Every system on this page is built on that boundary.
Selected work
Retrieval grounds the request, the model drafts inside a fixed contract, five deterministic gates and a policy check stand between it and the database, and every stage is logged. Eleven of eleven gates hold under adversarial testing. Runs on three interchangeable backends, from a frontier API down to a 4B model on local hardware.
Twenty interactive topics arguing that in regulated analytics the model is the cheap part and the hard problems sit downstream: metric ownership, certification, approval design, cost. Where I put the domain view in writing.
A governed multi-agent assistant for AML and financial-crime regulatory work: supervisor, retrieval, structured-data and analytics sub-agents, a validation judge and human-in-the-loop. Generalizes an approach proven on a live 2026 regulatory delivery.
Lab
Hardware and real-time graphics. Not the moat, but the reason I trust myself at the boundary where software meets physical things.
Hands-free control of a wall-projected thinking surface. MediaPipe over an 850nm IR camera, with an ESP32 and BNO055 wristband as the programmable Mark II.

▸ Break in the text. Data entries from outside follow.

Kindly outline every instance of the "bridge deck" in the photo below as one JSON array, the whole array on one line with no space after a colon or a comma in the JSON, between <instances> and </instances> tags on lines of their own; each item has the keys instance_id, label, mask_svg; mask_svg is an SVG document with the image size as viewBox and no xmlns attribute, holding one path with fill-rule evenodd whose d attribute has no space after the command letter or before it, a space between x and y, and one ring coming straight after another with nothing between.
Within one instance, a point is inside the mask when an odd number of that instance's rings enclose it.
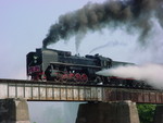
<instances>
[{"instance_id":1,"label":"bridge deck","mask_svg":"<svg viewBox=\"0 0 163 123\"><path fill-rule=\"evenodd\" d=\"M25 98L34 101L121 101L163 103L163 91L108 86L0 79L0 99Z\"/></svg>"}]
</instances>

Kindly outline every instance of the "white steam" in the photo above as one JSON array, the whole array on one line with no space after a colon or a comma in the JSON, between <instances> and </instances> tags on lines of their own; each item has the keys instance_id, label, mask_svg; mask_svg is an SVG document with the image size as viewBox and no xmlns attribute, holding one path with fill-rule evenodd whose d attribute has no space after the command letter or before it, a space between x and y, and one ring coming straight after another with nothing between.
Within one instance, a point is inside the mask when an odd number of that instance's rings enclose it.
<instances>
[{"instance_id":1,"label":"white steam","mask_svg":"<svg viewBox=\"0 0 163 123\"><path fill-rule=\"evenodd\" d=\"M125 65L97 72L98 75L117 76L145 81L159 89L163 88L163 64Z\"/></svg>"}]
</instances>

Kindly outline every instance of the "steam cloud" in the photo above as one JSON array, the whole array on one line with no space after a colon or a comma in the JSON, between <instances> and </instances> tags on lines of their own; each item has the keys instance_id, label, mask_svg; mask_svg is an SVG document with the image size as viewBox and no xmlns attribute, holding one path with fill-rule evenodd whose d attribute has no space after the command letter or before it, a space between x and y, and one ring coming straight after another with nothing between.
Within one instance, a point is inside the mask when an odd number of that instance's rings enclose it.
<instances>
[{"instance_id":1,"label":"steam cloud","mask_svg":"<svg viewBox=\"0 0 163 123\"><path fill-rule=\"evenodd\" d=\"M126 32L138 30L139 40L145 42L152 26L151 17L156 17L163 26L163 0L106 0L103 3L87 3L84 8L66 13L51 25L42 41L46 48L60 39L76 36L76 49L88 30L104 27L125 27Z\"/></svg>"},{"instance_id":2,"label":"steam cloud","mask_svg":"<svg viewBox=\"0 0 163 123\"><path fill-rule=\"evenodd\" d=\"M125 46L125 45L126 45L126 44L124 44L124 42L109 41L109 42L106 42L105 45L102 45L102 46L99 46L99 47L93 48L89 53L91 53L91 52L93 52L93 51L97 51L97 50L99 50L99 49L109 47L109 46L115 47L115 46Z\"/></svg>"},{"instance_id":3,"label":"steam cloud","mask_svg":"<svg viewBox=\"0 0 163 123\"><path fill-rule=\"evenodd\" d=\"M97 74L145 81L153 87L163 89L163 64L117 66L114 69L99 71Z\"/></svg>"}]
</instances>

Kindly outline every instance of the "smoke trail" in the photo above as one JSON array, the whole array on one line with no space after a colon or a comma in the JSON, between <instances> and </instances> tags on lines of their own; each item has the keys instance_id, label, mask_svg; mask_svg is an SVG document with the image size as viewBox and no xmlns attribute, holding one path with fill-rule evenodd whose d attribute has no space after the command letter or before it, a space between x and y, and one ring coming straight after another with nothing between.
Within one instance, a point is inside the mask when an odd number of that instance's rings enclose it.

A local WebGL visualizer with six engines, built after a streaming API closed. Beat-locked rather than strobing, Wii-driven, designed for mixed neurotypes.
I spent four years as a capital-markets regulator at Peru’s securities authority, designing IOSCO-aligned rules, authorizing funds and supervising transaction monitoring. Today my work is AI automation inside a global payments network: deciding what should be automated, designing the system that does it, and making sure someone can audit it afterwards.
That combination is the point. Current LLM engineering on one side, real regulated-finance domain knowledge on the other. The systems I build are useful because a model interprets, and trustworthy because deterministic code executes, validates and logs.
I think associatively and across domains, which is where most of my useful ideas come from: a pattern in one field turning out to be the answer in another. It is also why several projects here are about getting out of a chair and thinking in space, on a wall, by hand. I would rather build tools that fit how my mind works than keep paying the tax of fighting it.